Stonington — First Selectman George Crouse said Wednesday that the town will test the use of organic materials on one its athletic fields this fall, and if the pilot project is successful it will begin the conversion from pesticides and other chemicals.
Crouse made the comment to the Board of Selectmen after meeting with Frances Hoffman, the past president of Clean Up Sound and Harbors, the local group that has promoted the use of organic materials on lawns to improve water quality.
In recent weeks, town and school officials have been answering questions about the use of pesticides on their athletic fields after residents complained that the high school, where pesticides are used on the fields, houses a preschool program where children have an outdoor play area in the school commons.
In addition, the recreation department’s summer program for children and the adjacent playground are in close proximity to the fields.
Two weeks ago, Superintendent of Schools Van Riley reported to the school board that the system is in compliance with all state requirements related to pesticide use on all the athletic fields at the high school.

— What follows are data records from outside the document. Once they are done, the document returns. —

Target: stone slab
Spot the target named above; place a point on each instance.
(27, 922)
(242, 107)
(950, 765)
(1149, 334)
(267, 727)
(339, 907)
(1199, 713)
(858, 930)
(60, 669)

The town oversees all but the baseball and artificial turf field, which are the school system’s responsibility.
On Wednesday night, selectmen talked with Ed Ball, an East Lyme town employee who oversees that community’s athletic fields, and who has been working with officials here on the fields.
He discussed the record-keeping related to pesticides and other chemicals.
Public Works Director Barbara McKrell said the town has now implemented a protocol that logs each use of a chemical, how much was used, where and when it was applied, the license number of the applicator and other details, something she said a previous contractor had not done the past two years.
Selectman Rob Simmons said parents want information about the chemicals used on the fields and have a right to that information.